Connect a custom API
If a tool isn’t in the gallery but has an API, point Erdo at its API docs and an agent will generate a client for it. You then connect with your API key and query it like any other source — no code to write yourself.Bring your semantic layer
If you’ve already defined your business model in dbt, LookML (Looker), Power BI, or Tableau, you don’t have to redefine it in Erdo. Import the model and Erdo turns it into knowledge your agents share:- Metrics — measures and their formulas (revenue, ROAS, CAC) become canonical definitions, so every agent computes them your way.
- Entities & dimensions — your business objects (campaigns, orders, customers) and their fields, mapped back to the tables they live in.
- Relationships — join conditions between models are preserved, so agents know how your tables connect.
- Row-level security — access filters from LookML carry over as mandatory query constraints, so agents respect the same boundaries your BI tool does.
How agents query your data
You never write the query — you describe what you want, and the agent picks the right path:- SQL for direct questions over a dataset or synced table — fast filtering, joins, and aggregation. Results come back as a new dataset you can query again.

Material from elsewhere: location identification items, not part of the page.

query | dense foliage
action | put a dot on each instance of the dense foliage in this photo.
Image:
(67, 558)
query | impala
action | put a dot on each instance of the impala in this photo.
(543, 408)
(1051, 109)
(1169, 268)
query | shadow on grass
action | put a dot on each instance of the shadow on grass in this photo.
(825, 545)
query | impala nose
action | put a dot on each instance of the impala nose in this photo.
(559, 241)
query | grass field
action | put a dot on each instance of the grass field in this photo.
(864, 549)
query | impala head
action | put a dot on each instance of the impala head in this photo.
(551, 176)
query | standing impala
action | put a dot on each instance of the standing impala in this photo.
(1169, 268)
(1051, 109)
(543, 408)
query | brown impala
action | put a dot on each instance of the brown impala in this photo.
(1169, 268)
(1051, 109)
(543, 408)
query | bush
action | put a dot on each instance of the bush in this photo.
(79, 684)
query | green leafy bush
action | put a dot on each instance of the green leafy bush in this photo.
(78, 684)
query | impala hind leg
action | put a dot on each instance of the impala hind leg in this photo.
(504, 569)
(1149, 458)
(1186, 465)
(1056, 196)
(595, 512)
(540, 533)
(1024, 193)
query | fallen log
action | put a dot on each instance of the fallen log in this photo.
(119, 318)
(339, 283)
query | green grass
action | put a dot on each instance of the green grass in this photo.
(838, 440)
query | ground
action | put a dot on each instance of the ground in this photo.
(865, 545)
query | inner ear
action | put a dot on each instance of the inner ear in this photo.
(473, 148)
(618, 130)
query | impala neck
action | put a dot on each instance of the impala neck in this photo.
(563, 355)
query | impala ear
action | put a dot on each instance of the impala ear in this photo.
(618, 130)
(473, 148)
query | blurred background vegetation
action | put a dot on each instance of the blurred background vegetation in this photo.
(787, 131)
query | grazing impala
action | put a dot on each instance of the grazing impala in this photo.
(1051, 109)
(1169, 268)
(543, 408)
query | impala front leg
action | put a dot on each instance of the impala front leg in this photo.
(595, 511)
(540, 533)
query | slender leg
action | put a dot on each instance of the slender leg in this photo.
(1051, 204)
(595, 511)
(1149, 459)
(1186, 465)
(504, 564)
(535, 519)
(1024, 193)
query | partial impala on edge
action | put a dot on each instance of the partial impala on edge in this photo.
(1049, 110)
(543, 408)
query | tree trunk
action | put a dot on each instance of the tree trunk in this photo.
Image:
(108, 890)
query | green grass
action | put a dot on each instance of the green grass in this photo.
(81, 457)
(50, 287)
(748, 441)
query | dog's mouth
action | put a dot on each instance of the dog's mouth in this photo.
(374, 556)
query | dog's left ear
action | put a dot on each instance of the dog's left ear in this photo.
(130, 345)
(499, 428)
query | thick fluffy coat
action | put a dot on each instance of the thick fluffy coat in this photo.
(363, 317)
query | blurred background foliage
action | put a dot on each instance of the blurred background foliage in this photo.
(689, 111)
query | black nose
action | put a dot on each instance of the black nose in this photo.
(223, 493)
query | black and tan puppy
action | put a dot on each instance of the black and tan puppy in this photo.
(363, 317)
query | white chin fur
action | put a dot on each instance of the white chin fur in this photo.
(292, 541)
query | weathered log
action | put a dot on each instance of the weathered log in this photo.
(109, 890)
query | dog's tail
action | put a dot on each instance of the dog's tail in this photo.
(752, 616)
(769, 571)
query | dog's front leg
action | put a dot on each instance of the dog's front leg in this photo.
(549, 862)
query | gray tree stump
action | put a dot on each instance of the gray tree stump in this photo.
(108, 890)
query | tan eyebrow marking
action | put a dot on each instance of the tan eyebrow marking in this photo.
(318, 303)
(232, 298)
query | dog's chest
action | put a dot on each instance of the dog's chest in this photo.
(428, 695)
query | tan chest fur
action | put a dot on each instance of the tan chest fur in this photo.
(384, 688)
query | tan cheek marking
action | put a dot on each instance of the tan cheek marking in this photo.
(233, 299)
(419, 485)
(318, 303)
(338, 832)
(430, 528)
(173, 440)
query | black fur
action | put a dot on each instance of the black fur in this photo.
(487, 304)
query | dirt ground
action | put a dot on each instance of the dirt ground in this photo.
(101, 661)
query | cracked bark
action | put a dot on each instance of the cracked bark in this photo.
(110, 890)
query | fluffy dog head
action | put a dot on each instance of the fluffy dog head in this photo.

- Python for multi-step analysis, statistics, and API-only sources (like Google Analytics or ad platforms) where a single SQL query won’t do.
Getting answers right
This is where Erdo is different. An agent doesn’t just run a query and report whatever comes back — it digs in and checks its own work before showing you a result:
- Does this answer the question? A separate quality check confirms the analysis addresses what you actually asked — the right metric, the right grain, the right time window — not a plausible-looking proxy.
- Trust the data, not the assumption. If the data disproves the obvious approach (a join key that’s empty, a column that doesn’t exist, a filter that returns nothing), the agent adapts and re-runs instead of forcing the original plan.
- Catch the silent failures. Empty result sets, all-zero or all-null columns, suspiciously small counts, and contradictory totals are flagged and investigated rather than presented as fact.
- Decision-quality verdicts. For “did this work?” questions — experiments, launches, funnels — Erdo insists on comparable before/after windows and a real primary outcome, so a rise in vanity activity doesn’t get reported as success.
- Validated refreshes. When a synced dataset refreshes, Erdo checks invariants like key uniqueness so a broken sync doesn’t quietly corrupt later answers.